Кабира фыркнула. Я не ожидала, что она мне ответит. Она отхлебнула еще чая. Но через некоторое время заговорила:
– Я больше не волнуюсь из-за того, что происходит со мной. Он разрушил все.
Ее голос звучал низко и хрипло. Она сидела, склонившись над своей чашей, пар скрывал ее лицо.
– Каждый день я ношу в себе воспоминания об умерших. Всех тех, кого он отнял у меня. Моих сыновьях, которые стыдятся меня и отшатываются от моих прикосновений. Но он не дает мне умереть.
Долгое время она молчала. Сидела и пила свой чай.
– Он навещал тебя?
Я кивнула. Она поставила свою чашу. Посмотрела в окно.
– Вы разговаривали друг с другом?
Раньше мы никогда не обсуждали моего господина. Но я первой завела этот разговор.
– Да, немного. Он очень доволен дворцом в Охаддине. Гораздо меньше доволен мною.
Я указала на свой живот, на свои толстые ляжки.
Повернув голову, она взглянула на меня. Потом криво улыбнулась. Но в этой улыбке не было злорадства. Только скорбь. Словно она поняла, что я имею в виду. И у меня мелькнула мысль, что она, несмотря на то, что только что сказала, возможно, еще питает к нему какие-то чувства – каких у меня никогда к нему не было.

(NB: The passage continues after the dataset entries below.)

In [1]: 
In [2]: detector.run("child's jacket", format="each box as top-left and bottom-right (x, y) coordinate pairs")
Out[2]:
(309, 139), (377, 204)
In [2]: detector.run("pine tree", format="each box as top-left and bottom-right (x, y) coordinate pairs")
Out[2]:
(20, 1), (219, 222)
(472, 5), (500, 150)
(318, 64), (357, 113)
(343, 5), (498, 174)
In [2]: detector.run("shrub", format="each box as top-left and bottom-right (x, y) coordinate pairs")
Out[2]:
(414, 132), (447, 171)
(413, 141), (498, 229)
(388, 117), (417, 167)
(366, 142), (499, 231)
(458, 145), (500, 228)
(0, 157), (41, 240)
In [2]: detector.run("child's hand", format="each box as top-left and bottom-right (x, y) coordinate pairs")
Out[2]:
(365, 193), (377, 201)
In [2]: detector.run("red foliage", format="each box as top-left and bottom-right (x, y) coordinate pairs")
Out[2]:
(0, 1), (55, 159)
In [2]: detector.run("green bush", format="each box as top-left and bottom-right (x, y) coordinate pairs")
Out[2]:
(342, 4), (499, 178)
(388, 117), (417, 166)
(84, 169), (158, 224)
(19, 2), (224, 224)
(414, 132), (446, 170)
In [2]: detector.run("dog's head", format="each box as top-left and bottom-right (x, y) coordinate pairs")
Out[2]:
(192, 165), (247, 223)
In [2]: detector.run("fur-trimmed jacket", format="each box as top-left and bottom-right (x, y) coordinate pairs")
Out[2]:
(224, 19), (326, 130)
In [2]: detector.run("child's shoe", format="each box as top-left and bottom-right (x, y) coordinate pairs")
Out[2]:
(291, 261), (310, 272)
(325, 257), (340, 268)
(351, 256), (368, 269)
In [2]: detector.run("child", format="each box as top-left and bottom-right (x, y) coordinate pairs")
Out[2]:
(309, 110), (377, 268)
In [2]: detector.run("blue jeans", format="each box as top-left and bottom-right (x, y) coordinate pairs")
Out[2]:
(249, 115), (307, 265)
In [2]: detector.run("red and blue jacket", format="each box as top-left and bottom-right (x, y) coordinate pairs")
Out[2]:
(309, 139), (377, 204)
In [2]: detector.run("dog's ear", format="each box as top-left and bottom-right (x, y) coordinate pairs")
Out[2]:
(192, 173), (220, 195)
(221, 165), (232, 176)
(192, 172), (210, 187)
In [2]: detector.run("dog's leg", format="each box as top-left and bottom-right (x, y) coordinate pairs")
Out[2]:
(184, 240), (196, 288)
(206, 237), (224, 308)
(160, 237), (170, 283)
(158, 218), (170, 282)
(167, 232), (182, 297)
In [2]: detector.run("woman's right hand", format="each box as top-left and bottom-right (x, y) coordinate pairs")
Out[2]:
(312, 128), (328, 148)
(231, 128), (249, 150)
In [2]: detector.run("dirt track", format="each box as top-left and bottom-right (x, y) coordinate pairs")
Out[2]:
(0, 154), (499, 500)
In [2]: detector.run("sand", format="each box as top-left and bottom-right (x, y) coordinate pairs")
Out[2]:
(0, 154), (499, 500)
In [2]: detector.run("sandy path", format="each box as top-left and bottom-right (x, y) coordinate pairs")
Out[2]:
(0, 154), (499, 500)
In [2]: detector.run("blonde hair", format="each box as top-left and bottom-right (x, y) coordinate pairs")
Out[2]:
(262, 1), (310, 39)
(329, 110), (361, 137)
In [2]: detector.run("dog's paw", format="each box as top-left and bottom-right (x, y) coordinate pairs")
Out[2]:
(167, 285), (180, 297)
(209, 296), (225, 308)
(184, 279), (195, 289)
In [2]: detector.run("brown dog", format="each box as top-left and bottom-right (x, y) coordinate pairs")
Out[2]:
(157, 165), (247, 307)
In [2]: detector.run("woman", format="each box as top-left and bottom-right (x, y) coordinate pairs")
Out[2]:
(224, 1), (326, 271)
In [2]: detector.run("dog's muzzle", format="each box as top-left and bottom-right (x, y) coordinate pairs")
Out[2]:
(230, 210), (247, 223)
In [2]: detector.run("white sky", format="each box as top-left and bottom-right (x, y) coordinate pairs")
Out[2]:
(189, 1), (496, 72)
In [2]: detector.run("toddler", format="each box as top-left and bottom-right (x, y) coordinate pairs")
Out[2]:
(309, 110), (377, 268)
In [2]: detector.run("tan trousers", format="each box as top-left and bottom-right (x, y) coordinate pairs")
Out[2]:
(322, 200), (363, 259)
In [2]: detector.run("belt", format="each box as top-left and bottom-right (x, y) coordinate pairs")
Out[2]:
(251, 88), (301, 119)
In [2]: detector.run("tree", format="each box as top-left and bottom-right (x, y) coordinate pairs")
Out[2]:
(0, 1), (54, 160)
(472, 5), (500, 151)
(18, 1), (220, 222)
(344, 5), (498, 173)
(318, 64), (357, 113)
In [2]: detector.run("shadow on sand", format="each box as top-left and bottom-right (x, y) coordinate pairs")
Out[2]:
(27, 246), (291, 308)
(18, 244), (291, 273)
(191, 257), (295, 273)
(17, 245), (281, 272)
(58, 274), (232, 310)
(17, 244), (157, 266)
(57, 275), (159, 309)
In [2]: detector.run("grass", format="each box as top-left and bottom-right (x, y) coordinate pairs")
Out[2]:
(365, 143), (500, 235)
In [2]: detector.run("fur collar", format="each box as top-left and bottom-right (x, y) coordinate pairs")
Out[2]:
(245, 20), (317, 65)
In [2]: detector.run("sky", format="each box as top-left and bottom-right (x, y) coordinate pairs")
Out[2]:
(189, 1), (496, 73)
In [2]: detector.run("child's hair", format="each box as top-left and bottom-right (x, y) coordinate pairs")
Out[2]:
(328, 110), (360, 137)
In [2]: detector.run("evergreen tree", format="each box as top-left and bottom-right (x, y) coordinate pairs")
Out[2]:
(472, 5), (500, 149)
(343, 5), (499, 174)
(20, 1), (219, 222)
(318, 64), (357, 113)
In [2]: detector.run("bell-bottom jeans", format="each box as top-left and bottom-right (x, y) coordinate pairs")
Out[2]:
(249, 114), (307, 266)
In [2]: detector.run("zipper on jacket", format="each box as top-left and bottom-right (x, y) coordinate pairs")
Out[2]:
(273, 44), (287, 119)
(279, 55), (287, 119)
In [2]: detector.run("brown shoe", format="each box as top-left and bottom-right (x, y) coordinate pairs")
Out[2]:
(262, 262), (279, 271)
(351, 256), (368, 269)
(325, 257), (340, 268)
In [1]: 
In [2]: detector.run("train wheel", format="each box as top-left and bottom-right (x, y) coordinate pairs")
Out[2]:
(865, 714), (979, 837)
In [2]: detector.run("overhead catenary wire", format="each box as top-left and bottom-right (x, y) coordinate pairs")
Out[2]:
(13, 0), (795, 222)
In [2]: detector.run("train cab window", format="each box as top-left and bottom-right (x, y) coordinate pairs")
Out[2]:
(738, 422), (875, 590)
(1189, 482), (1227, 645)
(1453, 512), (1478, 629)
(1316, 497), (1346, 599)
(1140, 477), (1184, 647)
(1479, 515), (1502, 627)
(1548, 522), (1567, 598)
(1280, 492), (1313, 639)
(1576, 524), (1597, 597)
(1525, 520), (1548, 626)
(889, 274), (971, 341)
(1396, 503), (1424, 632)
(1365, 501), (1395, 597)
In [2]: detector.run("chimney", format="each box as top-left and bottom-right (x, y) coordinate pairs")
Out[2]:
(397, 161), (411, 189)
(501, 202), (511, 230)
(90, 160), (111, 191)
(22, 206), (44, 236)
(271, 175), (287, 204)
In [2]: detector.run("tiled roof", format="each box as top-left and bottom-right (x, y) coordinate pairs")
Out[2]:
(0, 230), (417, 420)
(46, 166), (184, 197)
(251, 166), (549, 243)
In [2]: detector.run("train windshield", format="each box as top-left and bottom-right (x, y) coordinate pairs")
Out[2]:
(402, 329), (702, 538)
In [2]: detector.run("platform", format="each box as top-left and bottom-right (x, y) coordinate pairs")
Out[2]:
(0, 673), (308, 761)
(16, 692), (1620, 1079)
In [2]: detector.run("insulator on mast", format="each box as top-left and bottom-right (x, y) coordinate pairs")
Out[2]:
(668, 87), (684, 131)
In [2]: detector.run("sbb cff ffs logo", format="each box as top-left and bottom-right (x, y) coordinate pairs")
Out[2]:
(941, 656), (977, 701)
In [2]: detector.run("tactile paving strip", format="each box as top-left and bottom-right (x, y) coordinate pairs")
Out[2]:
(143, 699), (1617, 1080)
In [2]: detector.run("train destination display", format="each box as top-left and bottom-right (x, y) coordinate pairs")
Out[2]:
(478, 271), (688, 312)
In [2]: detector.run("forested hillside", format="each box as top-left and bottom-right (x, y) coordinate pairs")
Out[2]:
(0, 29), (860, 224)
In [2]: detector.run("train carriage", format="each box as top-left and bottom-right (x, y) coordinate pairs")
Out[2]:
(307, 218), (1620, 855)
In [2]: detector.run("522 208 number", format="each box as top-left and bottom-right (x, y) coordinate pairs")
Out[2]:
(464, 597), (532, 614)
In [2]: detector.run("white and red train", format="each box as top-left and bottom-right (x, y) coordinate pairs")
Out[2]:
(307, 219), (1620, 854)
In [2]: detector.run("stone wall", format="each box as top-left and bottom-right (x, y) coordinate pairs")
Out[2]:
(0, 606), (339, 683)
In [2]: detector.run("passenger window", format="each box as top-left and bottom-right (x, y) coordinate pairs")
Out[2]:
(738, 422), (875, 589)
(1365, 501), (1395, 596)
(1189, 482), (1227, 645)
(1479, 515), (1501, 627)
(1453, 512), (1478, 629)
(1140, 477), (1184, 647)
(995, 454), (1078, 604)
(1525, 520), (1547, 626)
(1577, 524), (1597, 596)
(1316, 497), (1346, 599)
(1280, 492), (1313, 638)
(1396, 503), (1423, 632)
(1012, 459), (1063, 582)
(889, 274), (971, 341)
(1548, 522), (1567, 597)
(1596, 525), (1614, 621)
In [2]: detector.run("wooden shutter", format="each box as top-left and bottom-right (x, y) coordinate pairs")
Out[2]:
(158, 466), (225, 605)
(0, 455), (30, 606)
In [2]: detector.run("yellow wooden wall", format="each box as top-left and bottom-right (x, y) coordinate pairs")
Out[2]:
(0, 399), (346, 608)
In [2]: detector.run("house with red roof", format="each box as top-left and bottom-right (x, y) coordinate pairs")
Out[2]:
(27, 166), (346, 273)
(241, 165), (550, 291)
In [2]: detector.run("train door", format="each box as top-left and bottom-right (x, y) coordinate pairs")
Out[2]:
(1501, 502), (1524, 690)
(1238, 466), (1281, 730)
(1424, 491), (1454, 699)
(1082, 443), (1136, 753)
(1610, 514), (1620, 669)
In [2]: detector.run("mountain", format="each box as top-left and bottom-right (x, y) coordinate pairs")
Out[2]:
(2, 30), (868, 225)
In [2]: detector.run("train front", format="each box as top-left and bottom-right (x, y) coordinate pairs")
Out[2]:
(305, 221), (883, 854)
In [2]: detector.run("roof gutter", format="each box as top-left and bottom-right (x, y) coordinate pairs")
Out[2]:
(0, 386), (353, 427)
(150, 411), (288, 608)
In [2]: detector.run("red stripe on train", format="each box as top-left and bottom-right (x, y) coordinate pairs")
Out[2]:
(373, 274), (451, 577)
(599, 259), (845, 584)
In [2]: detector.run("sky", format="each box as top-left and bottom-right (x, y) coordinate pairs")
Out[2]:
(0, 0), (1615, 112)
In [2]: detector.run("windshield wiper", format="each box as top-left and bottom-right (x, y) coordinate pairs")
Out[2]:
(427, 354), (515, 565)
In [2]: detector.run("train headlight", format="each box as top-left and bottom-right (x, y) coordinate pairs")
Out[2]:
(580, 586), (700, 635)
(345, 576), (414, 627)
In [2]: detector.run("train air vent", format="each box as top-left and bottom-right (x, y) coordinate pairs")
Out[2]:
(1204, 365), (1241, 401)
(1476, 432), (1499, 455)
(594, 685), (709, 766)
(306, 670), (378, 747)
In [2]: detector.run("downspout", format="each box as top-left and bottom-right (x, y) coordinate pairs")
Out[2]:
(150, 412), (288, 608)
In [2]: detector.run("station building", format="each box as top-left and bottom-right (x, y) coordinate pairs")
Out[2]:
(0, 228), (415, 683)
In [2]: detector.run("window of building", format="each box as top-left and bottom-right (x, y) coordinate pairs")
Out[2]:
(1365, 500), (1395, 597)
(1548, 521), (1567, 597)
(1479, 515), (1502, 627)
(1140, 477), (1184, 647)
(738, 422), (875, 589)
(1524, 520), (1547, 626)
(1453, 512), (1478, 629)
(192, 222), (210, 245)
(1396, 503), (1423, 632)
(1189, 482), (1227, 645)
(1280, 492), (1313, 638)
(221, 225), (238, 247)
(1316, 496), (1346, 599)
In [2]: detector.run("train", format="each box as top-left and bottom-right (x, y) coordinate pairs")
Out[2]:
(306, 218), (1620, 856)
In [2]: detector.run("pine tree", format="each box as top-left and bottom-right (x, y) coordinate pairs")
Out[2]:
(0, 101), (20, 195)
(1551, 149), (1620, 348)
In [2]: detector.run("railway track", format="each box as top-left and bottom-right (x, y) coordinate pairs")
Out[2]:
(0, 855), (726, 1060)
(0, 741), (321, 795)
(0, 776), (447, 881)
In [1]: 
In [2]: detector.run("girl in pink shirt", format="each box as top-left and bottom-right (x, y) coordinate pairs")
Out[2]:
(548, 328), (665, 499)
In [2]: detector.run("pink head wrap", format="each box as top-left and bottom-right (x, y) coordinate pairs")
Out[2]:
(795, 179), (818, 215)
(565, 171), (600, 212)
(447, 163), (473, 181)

Стало быть, она порабощена куда более, чем я.
Потом она шепнула что-то Эстеги, которая поспешила выйти из комнаты. Кабира поднялась и вздохнула.
– Ну вот. Пора тебе сложить свои вещи. Ты ведь не хочешь, чтобы кто-то нашел твои бумаги?
Она поправила свою куртку.
– Искан переезжает в Охаддин вместе с правителем и его хозяйством. Готовься к новому дому.
* * *
Я сложила свои вещи – то, что сочла своим: шаровары и куртки, которые он подарил мне, мои гребни и украшения. Мои засушенные цветы и приспособления для письма и рисования. Лечебные травы в мешочках. Свои тайные записки я спрятала на дне переплета, в котором храню засушенные цветы.
Но все это не мое. Я помню об этом. Все принадлежит ему. В пустыне все было свободным: цветы, растения и животные, никто не владел ими. Мы брали то, что нам было необходимо, а свои инструменты и приспособления носили с собой. И ничего больше. Здесь мой господин владеет всем, что есть вокруг меня. Владеет он и мной тоже.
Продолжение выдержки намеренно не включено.